The city of Olympia donated $1,200 worth of compost from the city’s food waste collection program, and the city also supplied a $1,800 neighborhood sustainability grant to the Northeast Olympia Neighborhood Association to purchase fencing and an irrigation system for the garden.

The Wendell Berry Community Garden, named after a Kentucky naturalist, author and farmer, is a neighborhood attraction, ringed by a solar-powered electric fence and home to such diverse crops as eggplant; 10 varieties of tomatoes; watermelon; quinoa, a high-protein South American grain; lentils; kale; and corn.

In a portion of the garden, plants aren’t harvested; they are allowed to go to seed for a purpose.

“We’re trying to raise as much seed as we can so we can become independent of the big seed companies,” Johnson said.

The 18 volunteers who tend the garden and reap the benefits also are learning how to can and preserve vegetables, including beets, cucumbers and beans, and eat different foods and try new recipes, Johnson said.

“It’s the most exciting thing I’ve ever been associated with,” garden participant Carolyn Scafidi said.

A few miles away, Sustainable South Sound also is sponsoring a community garden taking shape on undeveloped property at Lacey Crossroads, a new shopping center at Yelm Highway and College Street.

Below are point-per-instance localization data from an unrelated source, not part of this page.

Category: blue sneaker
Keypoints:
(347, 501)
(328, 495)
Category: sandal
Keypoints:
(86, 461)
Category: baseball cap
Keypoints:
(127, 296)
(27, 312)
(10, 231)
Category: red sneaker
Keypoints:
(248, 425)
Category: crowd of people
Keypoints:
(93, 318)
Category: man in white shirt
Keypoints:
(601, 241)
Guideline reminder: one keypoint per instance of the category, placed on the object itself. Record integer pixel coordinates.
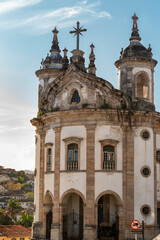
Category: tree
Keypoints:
(20, 179)
(4, 218)
(26, 220)
(30, 196)
(14, 207)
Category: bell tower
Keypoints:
(136, 71)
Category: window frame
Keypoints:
(68, 141)
(146, 78)
(113, 143)
(49, 146)
(78, 96)
(157, 150)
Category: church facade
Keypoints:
(97, 164)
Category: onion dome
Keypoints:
(135, 48)
(54, 59)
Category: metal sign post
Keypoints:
(135, 225)
(142, 230)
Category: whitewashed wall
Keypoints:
(108, 132)
(158, 168)
(108, 181)
(143, 187)
(49, 183)
(50, 138)
(74, 131)
(73, 180)
(36, 179)
(149, 73)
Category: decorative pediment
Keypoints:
(75, 89)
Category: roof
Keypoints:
(14, 230)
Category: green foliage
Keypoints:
(30, 196)
(40, 113)
(5, 219)
(106, 105)
(20, 179)
(84, 105)
(21, 173)
(26, 220)
(14, 207)
(26, 186)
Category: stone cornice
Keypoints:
(135, 60)
(100, 116)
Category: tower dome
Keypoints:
(54, 59)
(136, 68)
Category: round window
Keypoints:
(145, 135)
(145, 210)
(145, 171)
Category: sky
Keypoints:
(25, 38)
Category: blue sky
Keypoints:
(25, 38)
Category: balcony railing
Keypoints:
(72, 165)
(109, 165)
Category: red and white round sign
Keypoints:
(135, 224)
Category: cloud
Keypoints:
(62, 17)
(7, 6)
(104, 14)
(16, 133)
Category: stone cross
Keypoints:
(77, 32)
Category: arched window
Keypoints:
(142, 86)
(158, 156)
(72, 159)
(49, 155)
(75, 97)
(108, 157)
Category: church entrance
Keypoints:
(108, 219)
(72, 217)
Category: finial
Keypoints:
(92, 48)
(65, 60)
(77, 32)
(55, 46)
(65, 52)
(150, 50)
(92, 67)
(135, 34)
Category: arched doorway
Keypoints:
(48, 204)
(48, 224)
(72, 214)
(108, 218)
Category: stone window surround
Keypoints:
(71, 94)
(141, 171)
(47, 146)
(113, 143)
(141, 134)
(158, 149)
(147, 80)
(68, 141)
(141, 210)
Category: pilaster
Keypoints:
(128, 178)
(90, 230)
(55, 229)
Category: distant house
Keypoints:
(16, 232)
(4, 178)
(2, 189)
(14, 186)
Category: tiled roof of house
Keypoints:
(14, 230)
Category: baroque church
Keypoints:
(97, 165)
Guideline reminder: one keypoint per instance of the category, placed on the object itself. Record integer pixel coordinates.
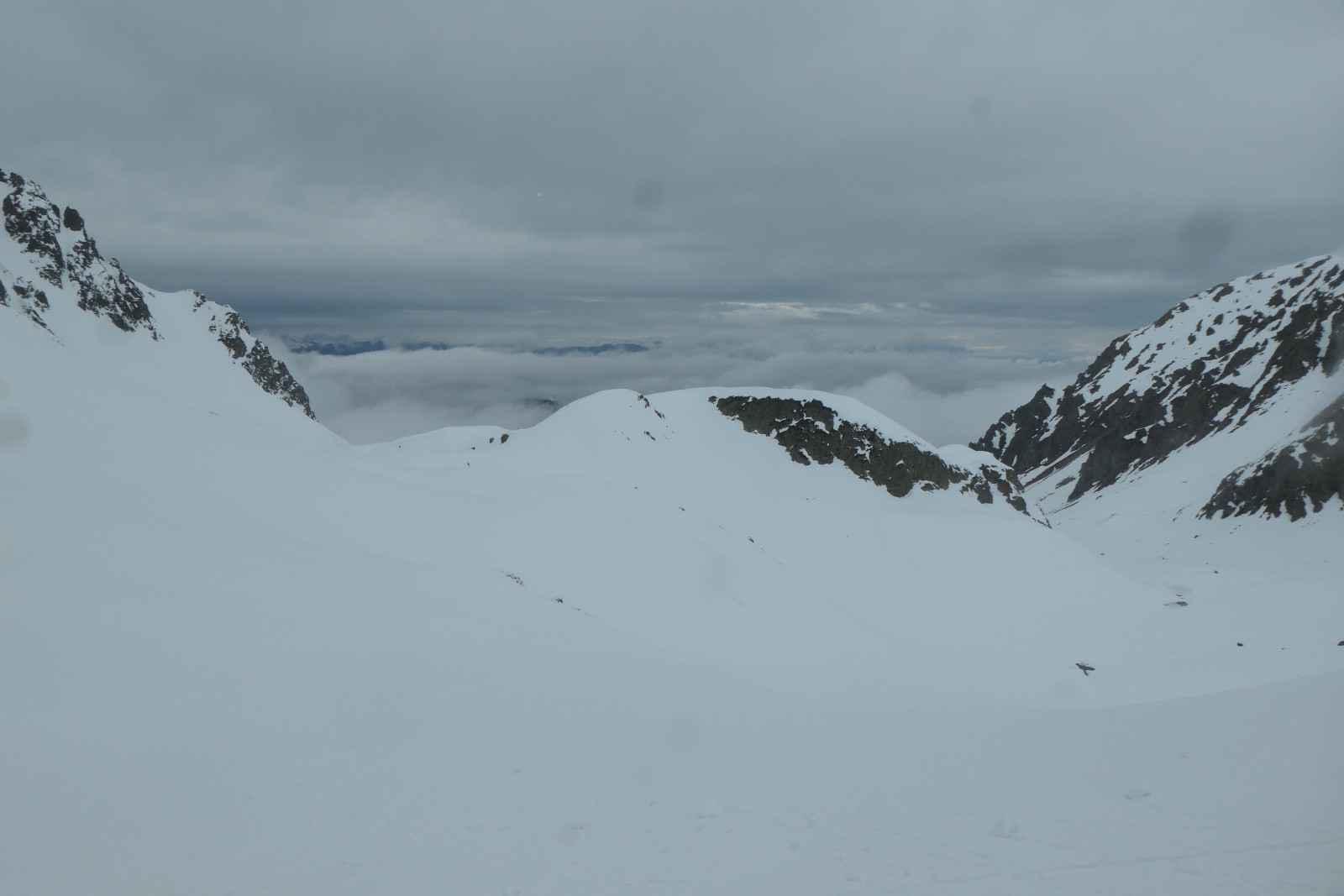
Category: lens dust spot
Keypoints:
(682, 735)
(648, 195)
(13, 432)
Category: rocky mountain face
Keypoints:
(813, 432)
(64, 265)
(1210, 365)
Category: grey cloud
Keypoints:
(947, 396)
(1032, 175)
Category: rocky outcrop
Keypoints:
(60, 250)
(34, 222)
(1297, 479)
(813, 432)
(266, 371)
(1206, 365)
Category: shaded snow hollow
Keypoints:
(631, 649)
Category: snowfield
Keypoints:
(616, 653)
(635, 649)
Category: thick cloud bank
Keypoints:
(378, 396)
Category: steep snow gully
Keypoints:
(714, 641)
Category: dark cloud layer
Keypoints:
(1018, 181)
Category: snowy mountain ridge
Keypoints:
(53, 268)
(707, 641)
(1247, 364)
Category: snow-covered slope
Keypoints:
(638, 647)
(53, 273)
(1243, 375)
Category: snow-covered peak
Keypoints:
(53, 273)
(1250, 362)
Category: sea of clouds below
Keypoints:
(376, 396)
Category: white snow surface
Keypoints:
(617, 653)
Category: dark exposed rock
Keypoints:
(105, 289)
(270, 374)
(33, 221)
(273, 376)
(1122, 417)
(33, 301)
(1297, 479)
(813, 432)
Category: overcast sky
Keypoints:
(1010, 181)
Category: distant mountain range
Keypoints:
(320, 345)
(1241, 375)
(709, 641)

The garden, a collection of 12 raised-bed gardens surrounded by a sea of pavement, sits in sharp contrast to the Wendell Berry Community Garden. But they share the common goal of creating a gathering place where neighbors can grow food, friendships and a sense of community, Lacey Crossroads Community Garden coordinator Marie Flake said.

“I’m a newcomer to Lacey who wanted to meet my neighbors,” she said. “Plus, I like growing stuff.”

Located within a stone’s throw of the Lowe’s Home Improvement Garden Center, the community garden sprouted up on a vacant building lot a little late in the growing season – May 30 – but the Lacey Crossroads developer, the Sherwood Group of Seattle, has made the land available for at least three years, Flake said.

“Our primary goal is building community first; the vegetables are secondary,” she said. “Ideally, we can build community gardens all over Lacey.”

The Lacey Crossroads and Wendell Berry Community Garden also are designed as educational tools to teach people how to reduce their dependence on food imported from far away and reduce their carbon footprint, Johnson said.

The gardens complement another Sustainable South Sound campaign, which is to encourage people to buy locally grown food.